|
Meslektaşların Soruları Hukukçu meslektaşların hukuki nitelikte sorularını birbirlerine yöneltecekleri mesleki yardımlaşma forumu. SADECE hukuk fakültesi mezunları ile hukuk profesyonellerinin (bilirkişi, icra müdürü vb.) yazışmasına açıktır. [Yeni Soru Sorun] |
22-11-2008, 17:50 | #1 |
|
Harca Esas Değer/Eski Tarihli-Döviz Bedelli Sözleşme
Sayın Üyeler,
Bedeli döviz olarak belirlenen ve peşin ödenen eski tarihli bir sözleşmenin iptali dava edildiğinde; harca esas değer, sözleşmenin ifa tarihindeki kur karşılığı üzerinden mi yoksa dava tarihindeki kur karşılığı üzerinden mi belirlenmelidir? Açmak gerekirse: Müvekkil satın aldığı bir gayrimenkule dair, iktisap tarihinden 5 yıl önce yapılmış, bir kira kontratı olduğunu öğrenmiştir. Kira kontratı 15 yıllık olup; 15 yıllık kira ücreti peşin ödenmiş gözükmektedir. İktisap nedeniyle tahliye imkanı kaçırılmış ve kontrat müvekkil için bağlayıcı hale gelmiştir. Kira kontratının 12 yılında, aynı yere dair, ilk kontrattan çok kısa bir süre sonra tanzim edilmiş 40 yıllık ikinci bir kontrat bulunduğu yine kira ücretinin peşin alınmış gözüktüğü, kiralayanın aynı kişi olduğu öğrenilmiştir. Her iki kira kontratının muvazaa nedeniyle iptali dava edildiğinde: İlk kira kontratının bedeli 10.000.000.000-TL ve ikinci kira kontratının bedeli ise 8.000.000,00-USD'dir. Harca esas değer ne olmalıdır? Saygılarımla. |
24-11-2008, 12:24 | #2 |
|
Esasen adalet "bedava" olmalı!
|
24-11-2008, 19:18 | #3 |
|
Sayın D'arc sorunuz çok spesifik bir soru. Burda ben akıl yürüteceğim sadece. Dövizle borçlanmalarda esas alınan kur genel olarak "ödeme günü kur'udur". Gerek dövizle borçlanmalarda, sözleşmelerde aksi bir hüküm yoksa ödeme günündeki kur'un; gerek dövizli borçları takibe koyduğunuzda takibe koyduğunuzda takip tarihindeki kur'un esas alındığını bilmekteyiz. Burdan hareketle yapılan kira kontratında "peşin ödeme" olduğundan sözleşme tarihinde elde edilen kazanç esas alınmalıdır ve Harcın da sözleşme yapıldığı yani borcun da ifa edildiği tarihteki kur üzerinden hesaplanması gerekmektedir.

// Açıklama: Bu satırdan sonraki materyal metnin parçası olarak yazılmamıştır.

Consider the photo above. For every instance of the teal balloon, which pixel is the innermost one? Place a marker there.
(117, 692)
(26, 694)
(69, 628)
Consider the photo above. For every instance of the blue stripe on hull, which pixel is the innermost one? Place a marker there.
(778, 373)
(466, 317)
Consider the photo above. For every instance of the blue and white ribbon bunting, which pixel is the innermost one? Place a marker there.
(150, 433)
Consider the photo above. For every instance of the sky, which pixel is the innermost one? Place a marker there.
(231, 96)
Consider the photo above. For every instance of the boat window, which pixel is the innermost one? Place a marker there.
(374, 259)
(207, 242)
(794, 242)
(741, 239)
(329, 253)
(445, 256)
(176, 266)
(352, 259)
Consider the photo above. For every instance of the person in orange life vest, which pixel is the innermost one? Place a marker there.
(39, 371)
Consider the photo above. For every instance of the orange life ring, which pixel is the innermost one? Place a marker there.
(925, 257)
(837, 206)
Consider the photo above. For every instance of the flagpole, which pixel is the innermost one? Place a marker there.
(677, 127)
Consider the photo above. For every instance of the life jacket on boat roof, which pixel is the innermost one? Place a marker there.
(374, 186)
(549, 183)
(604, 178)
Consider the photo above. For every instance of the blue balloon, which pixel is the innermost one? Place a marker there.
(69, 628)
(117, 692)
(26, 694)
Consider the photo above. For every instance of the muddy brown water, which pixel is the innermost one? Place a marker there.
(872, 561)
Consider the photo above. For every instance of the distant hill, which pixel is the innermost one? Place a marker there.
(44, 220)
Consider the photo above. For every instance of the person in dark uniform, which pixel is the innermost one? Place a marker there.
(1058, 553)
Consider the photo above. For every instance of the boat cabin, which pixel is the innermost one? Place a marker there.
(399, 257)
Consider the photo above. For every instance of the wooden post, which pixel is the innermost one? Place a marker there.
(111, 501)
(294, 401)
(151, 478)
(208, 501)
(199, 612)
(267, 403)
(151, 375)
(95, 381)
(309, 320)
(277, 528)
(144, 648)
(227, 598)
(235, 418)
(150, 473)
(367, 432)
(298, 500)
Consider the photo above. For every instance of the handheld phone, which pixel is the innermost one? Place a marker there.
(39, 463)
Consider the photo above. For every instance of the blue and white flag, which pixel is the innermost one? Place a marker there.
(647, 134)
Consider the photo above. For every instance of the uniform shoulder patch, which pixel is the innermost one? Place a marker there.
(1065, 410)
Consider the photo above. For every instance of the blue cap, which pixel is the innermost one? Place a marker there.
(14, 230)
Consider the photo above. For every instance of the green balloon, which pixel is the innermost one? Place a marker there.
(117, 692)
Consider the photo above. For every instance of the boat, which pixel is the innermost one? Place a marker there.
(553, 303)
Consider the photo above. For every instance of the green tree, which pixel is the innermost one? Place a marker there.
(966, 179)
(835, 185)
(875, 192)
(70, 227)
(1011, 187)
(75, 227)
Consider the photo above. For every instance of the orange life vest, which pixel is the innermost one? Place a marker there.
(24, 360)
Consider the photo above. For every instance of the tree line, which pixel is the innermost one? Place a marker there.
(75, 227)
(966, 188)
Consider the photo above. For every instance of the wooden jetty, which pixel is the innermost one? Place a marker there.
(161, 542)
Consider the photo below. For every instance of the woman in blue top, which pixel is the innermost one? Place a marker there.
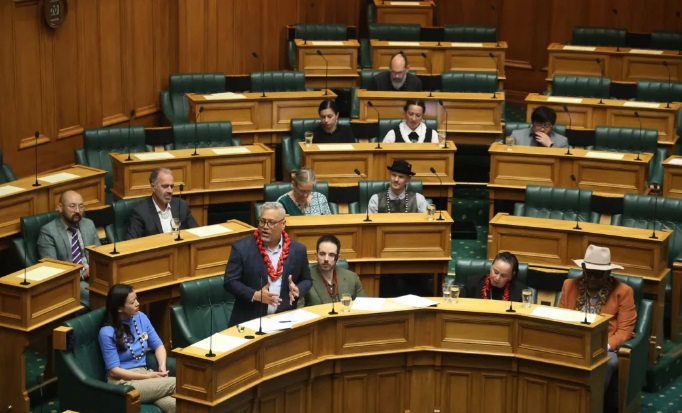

Ayrıca zarara uğramamanız açısından Harcı ödeme tarihi üzerideki alacak miktarı üzerinden yatırmanızda bir sakınca olmayacaktır. Zira Mahkeme farklı kanaate varırsa zaten bu harcı tamamlatacaktır. Saygılarımla |
24-11-2008, 19:45 | #4 | |||||||||||||||||||||||
|
Sayın diyojen,
Aynı fikirdeyim ancak -olası- karşı fikirleri ve gerekçelerini de merak ediyorum.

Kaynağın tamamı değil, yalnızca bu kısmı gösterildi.